Brown, Tatum and Pritchard all hit double figures in the first half, with Tatum going 4 for 5 from 3 to offset a 1-for-5 start from inside the arc.
The Knicks, meanwhile, went just 2 for 11 from 3-point range and 10 for 17 from the line before halftime, with Mitchell Robinson largely to blame for the latter. The Knicks’ backup center is a valuable defender and offensive rebounder — so much so that Celtics head coach Joe Mazzulla intentionally fouled him just to get him off the floor in the fourth quarter of Game 2 — but an almost impossibly bad free-throw shooter.

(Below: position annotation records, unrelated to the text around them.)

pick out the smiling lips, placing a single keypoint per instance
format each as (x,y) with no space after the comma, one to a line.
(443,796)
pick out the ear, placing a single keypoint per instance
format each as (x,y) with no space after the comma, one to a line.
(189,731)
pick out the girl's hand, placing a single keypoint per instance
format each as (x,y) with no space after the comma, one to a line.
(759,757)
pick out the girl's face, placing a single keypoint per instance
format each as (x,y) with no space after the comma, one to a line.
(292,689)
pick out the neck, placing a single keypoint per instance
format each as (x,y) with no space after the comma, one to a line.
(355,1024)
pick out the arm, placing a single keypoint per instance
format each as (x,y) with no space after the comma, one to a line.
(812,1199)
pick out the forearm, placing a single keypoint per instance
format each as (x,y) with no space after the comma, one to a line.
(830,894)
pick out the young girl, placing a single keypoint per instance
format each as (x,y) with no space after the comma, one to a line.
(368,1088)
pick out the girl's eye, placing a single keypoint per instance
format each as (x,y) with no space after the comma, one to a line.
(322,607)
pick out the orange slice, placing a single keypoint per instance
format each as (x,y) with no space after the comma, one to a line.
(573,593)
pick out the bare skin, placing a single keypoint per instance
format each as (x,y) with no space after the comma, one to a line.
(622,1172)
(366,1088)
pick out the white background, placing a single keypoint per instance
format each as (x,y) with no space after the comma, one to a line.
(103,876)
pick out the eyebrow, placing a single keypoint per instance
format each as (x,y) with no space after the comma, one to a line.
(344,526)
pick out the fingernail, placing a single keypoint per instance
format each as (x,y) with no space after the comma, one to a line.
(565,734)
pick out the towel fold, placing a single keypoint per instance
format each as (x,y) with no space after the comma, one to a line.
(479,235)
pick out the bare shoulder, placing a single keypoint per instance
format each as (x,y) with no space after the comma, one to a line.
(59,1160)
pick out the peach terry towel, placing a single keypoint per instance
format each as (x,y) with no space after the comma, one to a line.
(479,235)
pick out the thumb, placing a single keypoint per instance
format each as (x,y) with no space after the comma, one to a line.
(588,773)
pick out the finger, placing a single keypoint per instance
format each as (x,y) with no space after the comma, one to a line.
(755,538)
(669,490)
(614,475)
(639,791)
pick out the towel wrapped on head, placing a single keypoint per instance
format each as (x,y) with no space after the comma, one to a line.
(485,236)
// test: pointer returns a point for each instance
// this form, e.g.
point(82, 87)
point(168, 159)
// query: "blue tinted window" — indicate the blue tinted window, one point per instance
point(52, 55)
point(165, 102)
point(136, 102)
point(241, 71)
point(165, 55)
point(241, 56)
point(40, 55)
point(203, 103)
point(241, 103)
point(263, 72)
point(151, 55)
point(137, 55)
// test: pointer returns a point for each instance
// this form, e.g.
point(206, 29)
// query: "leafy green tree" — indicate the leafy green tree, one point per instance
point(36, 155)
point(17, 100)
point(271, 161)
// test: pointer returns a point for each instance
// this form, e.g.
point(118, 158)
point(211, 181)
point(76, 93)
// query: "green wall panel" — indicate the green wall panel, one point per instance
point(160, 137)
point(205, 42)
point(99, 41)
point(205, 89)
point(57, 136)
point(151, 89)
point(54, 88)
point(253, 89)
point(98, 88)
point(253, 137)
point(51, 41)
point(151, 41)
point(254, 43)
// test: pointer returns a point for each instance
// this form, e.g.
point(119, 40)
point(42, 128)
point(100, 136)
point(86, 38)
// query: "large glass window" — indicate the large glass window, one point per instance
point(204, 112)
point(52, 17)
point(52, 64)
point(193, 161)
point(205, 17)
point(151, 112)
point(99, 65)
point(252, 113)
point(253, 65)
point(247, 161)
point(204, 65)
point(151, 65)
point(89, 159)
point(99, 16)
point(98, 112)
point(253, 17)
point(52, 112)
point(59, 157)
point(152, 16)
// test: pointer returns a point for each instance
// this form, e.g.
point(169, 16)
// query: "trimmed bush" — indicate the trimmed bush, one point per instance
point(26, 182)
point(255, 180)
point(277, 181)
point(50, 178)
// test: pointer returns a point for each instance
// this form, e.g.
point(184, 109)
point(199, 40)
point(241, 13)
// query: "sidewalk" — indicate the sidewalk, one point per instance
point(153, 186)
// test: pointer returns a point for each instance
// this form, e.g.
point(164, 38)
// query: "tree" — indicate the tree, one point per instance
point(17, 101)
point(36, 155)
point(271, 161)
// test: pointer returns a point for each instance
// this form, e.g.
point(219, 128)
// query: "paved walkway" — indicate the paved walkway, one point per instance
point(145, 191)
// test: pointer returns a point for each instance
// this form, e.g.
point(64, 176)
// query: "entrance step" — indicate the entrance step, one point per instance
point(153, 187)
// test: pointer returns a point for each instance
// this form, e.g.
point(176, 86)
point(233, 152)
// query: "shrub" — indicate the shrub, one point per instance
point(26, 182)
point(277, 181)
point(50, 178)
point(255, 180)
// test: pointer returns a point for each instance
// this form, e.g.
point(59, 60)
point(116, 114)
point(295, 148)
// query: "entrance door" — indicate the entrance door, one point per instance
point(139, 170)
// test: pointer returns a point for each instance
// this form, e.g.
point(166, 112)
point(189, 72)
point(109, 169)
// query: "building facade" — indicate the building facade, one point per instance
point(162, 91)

Robinson missed his first five tries from the charity stripe, including multiple airballs, and drew a roar from the home crowd when he finally made his sixth. The Celtics also hacked Robinson later in the game; he finished 4 for 12 from the line.
Building 20-point leads hasn’t been a problem for the Celtics in this series, however. Holding them has. And the Knicks did threaten as Boston’s offensive production tailed off over the final two quarters.
After the Celtics’ cushion reached 31 points early in the third, New York responded with an 8-0 run, capitalizing on a string of four consecutive Celtics misses. But a third straight monumental comeback never materialized. White halted the Knicks’ rally with a corner 3, and Tatum and Horford followed an and-one layup in transition and a fast-break dunk, respectively.
Down 96-70 entering the fourth, the Knicks made another push, draining three 3-pointers in quick succession (more than they made in the first three quarters combined). But that, too, was short-lived. New York never got back within 20, and both teams emptied their benches in the final three minutes.